Del Toro mythologizes his characters without losing their humanity. Victor is Prometheus chained to his own arrogance, condemned by his brilliance. The monster is Adam without a God, desperate for purpose, searching for warmth in a world that recoils from him. Their relationship is painted with tenderness and horror in equal measure. They mirror each other, and by the end you can’t tell who is chasing whom anymore.
What makes the film extraordinary is its refusal to rush. It lingers. It breathes. It lets silence speak. The moments between creation and consequence are stretched thin, shimmering with dread. You feel the cost of life, the guilt of invention, the loneliness of being seen as wrong. It’s a film about art as much as it is about flesh, about the terrible intimacy of making something that outgrows you.
Visually, it’s intoxicating. There’s a cathedral of light and glass where Victor first awakens his creation. The machines look like organs. The electricity flows like veins. When the creature rises, the frame turns holy. You believe in him the way you believe in a storm. Later, when he wanders through snow, wrapped in tattered cloth, the world around him looks biblical, like something painted by Caravaggio and shot through a prism of grief.

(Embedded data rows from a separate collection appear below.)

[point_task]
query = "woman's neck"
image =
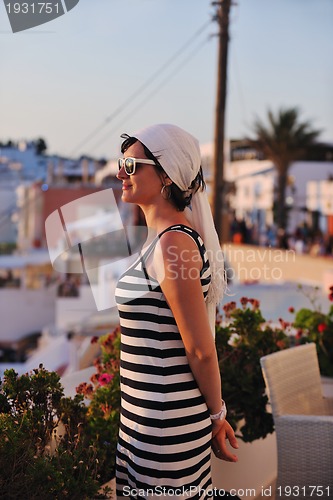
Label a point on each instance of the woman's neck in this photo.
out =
(159, 218)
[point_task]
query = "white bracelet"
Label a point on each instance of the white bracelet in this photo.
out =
(221, 414)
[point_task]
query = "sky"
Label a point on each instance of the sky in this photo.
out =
(114, 66)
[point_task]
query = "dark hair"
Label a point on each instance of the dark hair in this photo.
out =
(180, 199)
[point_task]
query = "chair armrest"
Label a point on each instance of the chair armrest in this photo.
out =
(328, 402)
(305, 450)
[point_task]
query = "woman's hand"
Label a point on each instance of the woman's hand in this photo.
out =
(220, 433)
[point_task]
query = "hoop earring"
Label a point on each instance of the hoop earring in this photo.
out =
(168, 192)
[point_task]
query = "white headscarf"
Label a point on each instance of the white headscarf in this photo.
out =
(178, 153)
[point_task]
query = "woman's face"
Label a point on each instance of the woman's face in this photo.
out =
(144, 186)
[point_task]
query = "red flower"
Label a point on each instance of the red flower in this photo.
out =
(105, 379)
(244, 301)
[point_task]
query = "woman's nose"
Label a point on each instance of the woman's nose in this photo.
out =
(121, 174)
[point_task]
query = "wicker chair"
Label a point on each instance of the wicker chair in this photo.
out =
(303, 421)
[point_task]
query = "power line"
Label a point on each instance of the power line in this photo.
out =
(143, 87)
(154, 91)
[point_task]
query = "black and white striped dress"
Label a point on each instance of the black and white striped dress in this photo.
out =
(165, 430)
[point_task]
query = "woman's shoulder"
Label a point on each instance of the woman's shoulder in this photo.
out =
(181, 237)
(175, 229)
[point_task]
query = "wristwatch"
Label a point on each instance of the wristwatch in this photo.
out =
(221, 414)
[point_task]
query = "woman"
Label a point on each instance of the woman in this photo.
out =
(172, 411)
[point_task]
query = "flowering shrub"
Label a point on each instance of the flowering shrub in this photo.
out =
(242, 338)
(104, 395)
(32, 464)
(314, 326)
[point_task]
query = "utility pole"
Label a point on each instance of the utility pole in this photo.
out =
(219, 201)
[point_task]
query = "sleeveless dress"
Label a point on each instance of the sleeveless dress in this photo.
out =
(164, 440)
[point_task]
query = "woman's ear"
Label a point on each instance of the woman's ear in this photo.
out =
(167, 181)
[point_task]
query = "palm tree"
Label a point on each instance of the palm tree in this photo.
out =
(283, 140)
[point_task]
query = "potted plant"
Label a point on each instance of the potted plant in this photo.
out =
(313, 325)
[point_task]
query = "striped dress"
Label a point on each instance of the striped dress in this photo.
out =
(165, 429)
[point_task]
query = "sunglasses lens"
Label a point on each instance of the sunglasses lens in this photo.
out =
(129, 166)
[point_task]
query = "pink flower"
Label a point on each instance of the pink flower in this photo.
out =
(105, 379)
(299, 333)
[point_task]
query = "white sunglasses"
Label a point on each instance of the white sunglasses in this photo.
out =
(130, 163)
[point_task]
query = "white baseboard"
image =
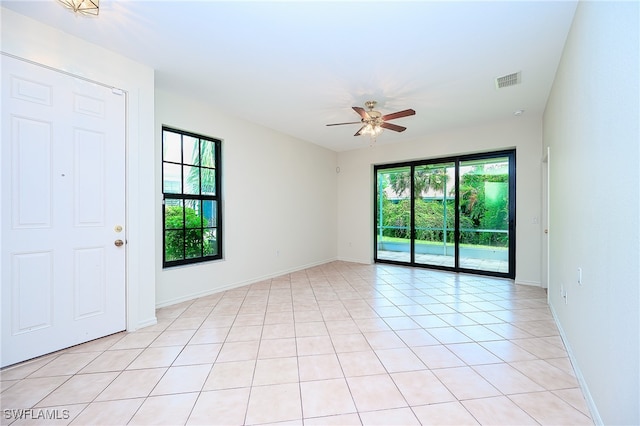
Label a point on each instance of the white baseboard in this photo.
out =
(593, 409)
(146, 323)
(231, 286)
(353, 260)
(529, 283)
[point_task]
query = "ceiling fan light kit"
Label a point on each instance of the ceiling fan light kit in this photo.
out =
(82, 7)
(374, 123)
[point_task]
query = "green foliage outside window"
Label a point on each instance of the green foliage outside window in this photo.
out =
(483, 205)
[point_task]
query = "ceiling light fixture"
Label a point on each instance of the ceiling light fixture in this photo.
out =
(83, 7)
(372, 129)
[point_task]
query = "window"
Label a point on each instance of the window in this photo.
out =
(192, 227)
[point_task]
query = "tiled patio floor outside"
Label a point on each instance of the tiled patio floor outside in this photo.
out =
(491, 265)
(341, 344)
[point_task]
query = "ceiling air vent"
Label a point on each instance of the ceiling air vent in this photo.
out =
(508, 80)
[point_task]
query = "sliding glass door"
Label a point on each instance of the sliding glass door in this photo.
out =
(435, 213)
(484, 214)
(455, 214)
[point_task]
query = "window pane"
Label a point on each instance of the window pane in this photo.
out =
(193, 243)
(208, 150)
(171, 150)
(209, 213)
(393, 214)
(173, 214)
(173, 245)
(190, 219)
(210, 242)
(208, 181)
(192, 179)
(193, 214)
(172, 183)
(191, 150)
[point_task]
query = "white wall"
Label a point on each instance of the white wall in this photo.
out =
(29, 39)
(279, 202)
(355, 185)
(591, 126)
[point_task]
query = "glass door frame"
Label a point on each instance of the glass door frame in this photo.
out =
(510, 154)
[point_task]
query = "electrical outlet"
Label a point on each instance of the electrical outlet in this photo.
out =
(579, 276)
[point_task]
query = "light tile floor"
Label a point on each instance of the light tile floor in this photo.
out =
(337, 344)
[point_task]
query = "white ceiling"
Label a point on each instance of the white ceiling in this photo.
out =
(295, 66)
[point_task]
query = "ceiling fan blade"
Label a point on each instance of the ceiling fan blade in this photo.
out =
(340, 124)
(398, 114)
(361, 112)
(393, 127)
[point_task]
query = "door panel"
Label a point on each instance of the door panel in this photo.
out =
(456, 213)
(394, 215)
(484, 214)
(63, 279)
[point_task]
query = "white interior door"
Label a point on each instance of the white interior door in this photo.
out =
(62, 187)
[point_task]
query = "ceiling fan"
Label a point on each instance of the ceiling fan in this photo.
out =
(373, 121)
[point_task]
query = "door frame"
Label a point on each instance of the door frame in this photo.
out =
(510, 153)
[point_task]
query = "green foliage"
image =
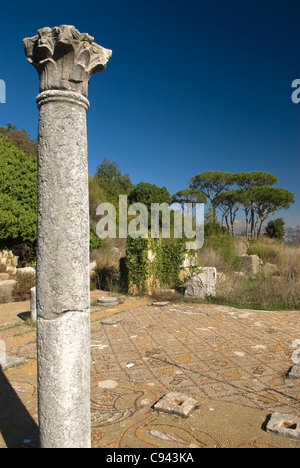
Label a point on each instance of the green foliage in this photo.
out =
(164, 267)
(188, 196)
(137, 262)
(255, 179)
(275, 229)
(18, 193)
(268, 250)
(149, 193)
(111, 180)
(211, 183)
(168, 261)
(224, 244)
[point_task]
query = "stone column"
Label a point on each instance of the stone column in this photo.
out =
(65, 60)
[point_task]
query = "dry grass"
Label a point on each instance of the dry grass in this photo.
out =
(277, 292)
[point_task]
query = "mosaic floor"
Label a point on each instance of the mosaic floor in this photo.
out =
(234, 362)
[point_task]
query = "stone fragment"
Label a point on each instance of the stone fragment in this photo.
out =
(4, 276)
(108, 301)
(294, 372)
(109, 321)
(7, 289)
(176, 403)
(270, 269)
(285, 425)
(251, 264)
(33, 303)
(7, 361)
(25, 271)
(203, 284)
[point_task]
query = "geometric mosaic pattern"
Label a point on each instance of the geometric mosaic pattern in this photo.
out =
(218, 355)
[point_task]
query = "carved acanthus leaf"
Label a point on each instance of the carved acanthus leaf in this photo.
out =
(65, 58)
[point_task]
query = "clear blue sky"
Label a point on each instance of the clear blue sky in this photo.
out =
(191, 86)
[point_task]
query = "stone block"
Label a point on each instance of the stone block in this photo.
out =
(25, 271)
(270, 269)
(33, 312)
(251, 264)
(176, 403)
(108, 301)
(7, 361)
(203, 284)
(285, 425)
(7, 289)
(4, 276)
(294, 372)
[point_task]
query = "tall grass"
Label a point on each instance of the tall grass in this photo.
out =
(277, 292)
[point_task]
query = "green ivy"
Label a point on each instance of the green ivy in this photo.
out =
(165, 267)
(137, 263)
(168, 261)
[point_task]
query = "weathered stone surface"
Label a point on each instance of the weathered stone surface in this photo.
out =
(251, 264)
(270, 269)
(108, 301)
(25, 271)
(7, 361)
(221, 278)
(4, 276)
(7, 289)
(65, 58)
(203, 284)
(160, 303)
(294, 372)
(64, 380)
(285, 425)
(176, 403)
(33, 304)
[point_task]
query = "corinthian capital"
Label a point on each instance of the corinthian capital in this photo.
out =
(65, 58)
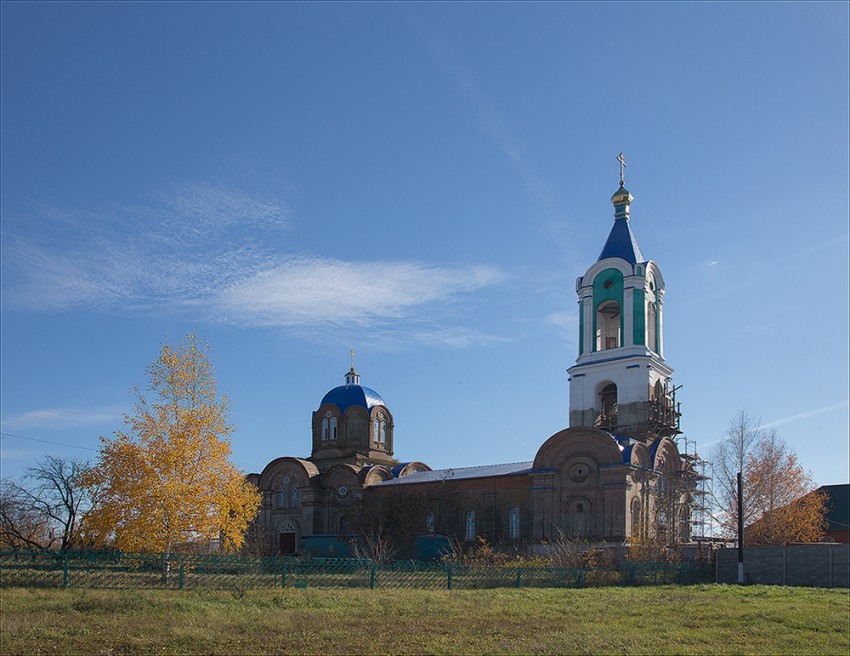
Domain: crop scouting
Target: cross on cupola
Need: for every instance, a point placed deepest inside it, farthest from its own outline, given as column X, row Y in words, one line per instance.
column 352, row 377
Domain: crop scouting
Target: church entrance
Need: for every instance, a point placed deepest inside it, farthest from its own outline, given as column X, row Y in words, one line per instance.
column 287, row 539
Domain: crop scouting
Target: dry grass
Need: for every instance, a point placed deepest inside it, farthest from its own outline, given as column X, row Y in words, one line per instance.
column 660, row 620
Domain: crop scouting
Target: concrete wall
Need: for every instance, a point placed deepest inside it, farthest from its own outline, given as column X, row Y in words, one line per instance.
column 820, row 565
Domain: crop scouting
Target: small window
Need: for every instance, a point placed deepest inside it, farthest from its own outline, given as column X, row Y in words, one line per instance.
column 470, row 530
column 608, row 334
column 429, row 522
column 513, row 523
column 379, row 429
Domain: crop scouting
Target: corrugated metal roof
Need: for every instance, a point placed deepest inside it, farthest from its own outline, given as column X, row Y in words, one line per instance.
column 461, row 473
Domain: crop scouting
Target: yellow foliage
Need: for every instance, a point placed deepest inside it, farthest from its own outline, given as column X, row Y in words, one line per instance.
column 169, row 479
column 781, row 494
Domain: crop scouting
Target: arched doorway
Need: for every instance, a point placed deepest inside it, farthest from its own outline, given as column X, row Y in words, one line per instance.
column 287, row 538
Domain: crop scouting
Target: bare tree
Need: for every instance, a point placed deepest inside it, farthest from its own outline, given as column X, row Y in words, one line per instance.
column 729, row 457
column 44, row 510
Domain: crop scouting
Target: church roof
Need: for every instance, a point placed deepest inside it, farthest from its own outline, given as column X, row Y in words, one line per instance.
column 460, row 473
column 346, row 396
column 622, row 243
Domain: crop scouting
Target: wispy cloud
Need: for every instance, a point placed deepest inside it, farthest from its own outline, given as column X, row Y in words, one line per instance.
column 219, row 254
column 59, row 418
column 807, row 414
column 318, row 290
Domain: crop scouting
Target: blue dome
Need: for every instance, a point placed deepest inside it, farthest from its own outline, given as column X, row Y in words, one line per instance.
column 346, row 396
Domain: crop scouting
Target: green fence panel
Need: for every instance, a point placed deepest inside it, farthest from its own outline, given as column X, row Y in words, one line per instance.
column 90, row 569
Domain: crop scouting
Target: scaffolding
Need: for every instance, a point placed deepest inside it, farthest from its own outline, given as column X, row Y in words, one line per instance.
column 695, row 483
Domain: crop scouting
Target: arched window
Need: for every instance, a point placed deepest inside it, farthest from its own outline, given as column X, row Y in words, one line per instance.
column 608, row 326
column 635, row 517
column 470, row 530
column 651, row 322
column 513, row 523
column 579, row 518
column 379, row 429
column 607, row 407
column 286, row 538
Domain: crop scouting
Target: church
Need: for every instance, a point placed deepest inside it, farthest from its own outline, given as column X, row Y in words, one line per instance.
column 613, row 475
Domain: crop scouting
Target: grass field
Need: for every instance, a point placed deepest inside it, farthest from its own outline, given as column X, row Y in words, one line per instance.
column 702, row 619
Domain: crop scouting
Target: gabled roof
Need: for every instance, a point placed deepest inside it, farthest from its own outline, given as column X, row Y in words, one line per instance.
column 622, row 243
column 460, row 473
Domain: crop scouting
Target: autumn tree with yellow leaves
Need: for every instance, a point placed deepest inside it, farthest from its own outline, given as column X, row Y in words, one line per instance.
column 168, row 480
column 779, row 501
column 787, row 506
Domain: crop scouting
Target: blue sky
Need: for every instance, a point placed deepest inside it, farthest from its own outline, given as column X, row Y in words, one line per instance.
column 422, row 183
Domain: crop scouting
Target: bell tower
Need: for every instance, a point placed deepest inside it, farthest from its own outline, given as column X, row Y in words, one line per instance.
column 620, row 381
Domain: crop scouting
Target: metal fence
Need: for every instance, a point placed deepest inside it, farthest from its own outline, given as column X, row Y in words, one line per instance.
column 88, row 569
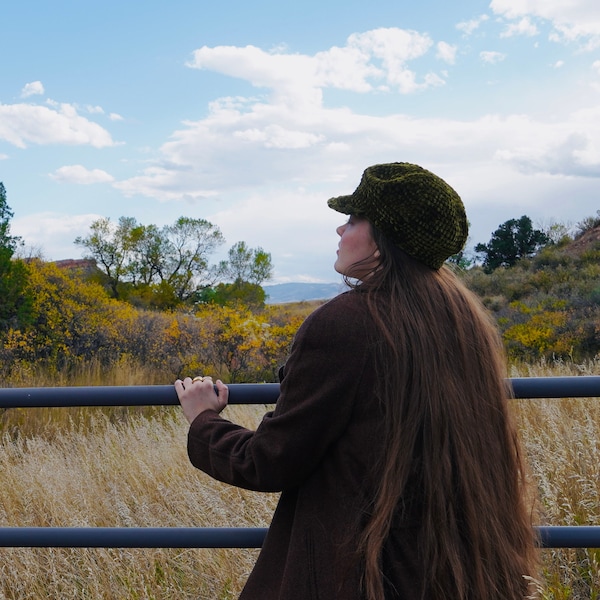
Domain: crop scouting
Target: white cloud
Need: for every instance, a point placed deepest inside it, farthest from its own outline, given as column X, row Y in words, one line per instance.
column 468, row 27
column 373, row 59
column 81, row 175
column 56, row 231
column 522, row 27
column 446, row 52
column 35, row 88
column 571, row 20
column 492, row 57
column 22, row 124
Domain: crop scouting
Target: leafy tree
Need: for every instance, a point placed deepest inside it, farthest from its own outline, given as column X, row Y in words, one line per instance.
column 189, row 243
column 588, row 224
column 248, row 265
column 513, row 240
column 111, row 247
column 239, row 292
column 154, row 265
column 14, row 303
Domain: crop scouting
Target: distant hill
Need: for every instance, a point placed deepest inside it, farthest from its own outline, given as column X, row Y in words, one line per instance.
column 296, row 292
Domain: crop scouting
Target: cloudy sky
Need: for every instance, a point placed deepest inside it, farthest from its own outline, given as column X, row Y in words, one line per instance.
column 252, row 114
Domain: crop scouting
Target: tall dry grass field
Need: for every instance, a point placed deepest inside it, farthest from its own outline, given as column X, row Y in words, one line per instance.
column 129, row 468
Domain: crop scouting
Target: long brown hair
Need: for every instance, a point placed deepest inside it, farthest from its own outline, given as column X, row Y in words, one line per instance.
column 442, row 385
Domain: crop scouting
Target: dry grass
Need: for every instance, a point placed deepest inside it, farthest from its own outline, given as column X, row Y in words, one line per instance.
column 94, row 467
column 562, row 441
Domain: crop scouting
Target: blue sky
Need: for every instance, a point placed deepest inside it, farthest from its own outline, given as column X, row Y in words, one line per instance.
column 252, row 114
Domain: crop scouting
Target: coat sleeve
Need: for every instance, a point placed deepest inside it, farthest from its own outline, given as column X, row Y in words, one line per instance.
column 317, row 397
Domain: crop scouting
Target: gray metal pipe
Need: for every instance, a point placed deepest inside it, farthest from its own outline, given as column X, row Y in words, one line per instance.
column 251, row 393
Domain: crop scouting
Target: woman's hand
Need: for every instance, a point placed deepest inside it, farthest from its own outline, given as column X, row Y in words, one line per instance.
column 200, row 394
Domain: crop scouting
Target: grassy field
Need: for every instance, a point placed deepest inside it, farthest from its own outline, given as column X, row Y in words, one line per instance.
column 129, row 468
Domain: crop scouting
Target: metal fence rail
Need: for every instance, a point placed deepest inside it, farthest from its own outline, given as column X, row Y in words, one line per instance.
column 206, row 537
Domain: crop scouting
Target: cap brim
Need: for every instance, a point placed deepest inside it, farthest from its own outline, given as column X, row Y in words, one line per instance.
column 343, row 204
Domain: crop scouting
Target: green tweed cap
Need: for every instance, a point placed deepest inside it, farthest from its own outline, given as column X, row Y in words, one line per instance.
column 416, row 209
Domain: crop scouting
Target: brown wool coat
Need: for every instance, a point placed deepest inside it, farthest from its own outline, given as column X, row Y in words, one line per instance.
column 318, row 447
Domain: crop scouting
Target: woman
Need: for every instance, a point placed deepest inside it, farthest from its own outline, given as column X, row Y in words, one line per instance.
column 391, row 442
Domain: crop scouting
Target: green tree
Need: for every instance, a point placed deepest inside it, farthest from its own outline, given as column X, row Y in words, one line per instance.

This Frankenstein isn’t a monster movie. It’s a requiem. It’s Del Toro at his most sincere, his most wounded. He’s mythologizing not just the characters but the act of storytelling itself, what it means to create, to love what you’ve made, and to watch it suffer.
By the time the film ends, the ice returns. The creature stares into the horizon, eyes full of the kind of loneliness only gods and orphans understand. The wind howls. The sea groans. You sit there, not moved by fear but by awe. Because Frankenstein is not about life or death or horror. It’s about the quiet horror of being alive.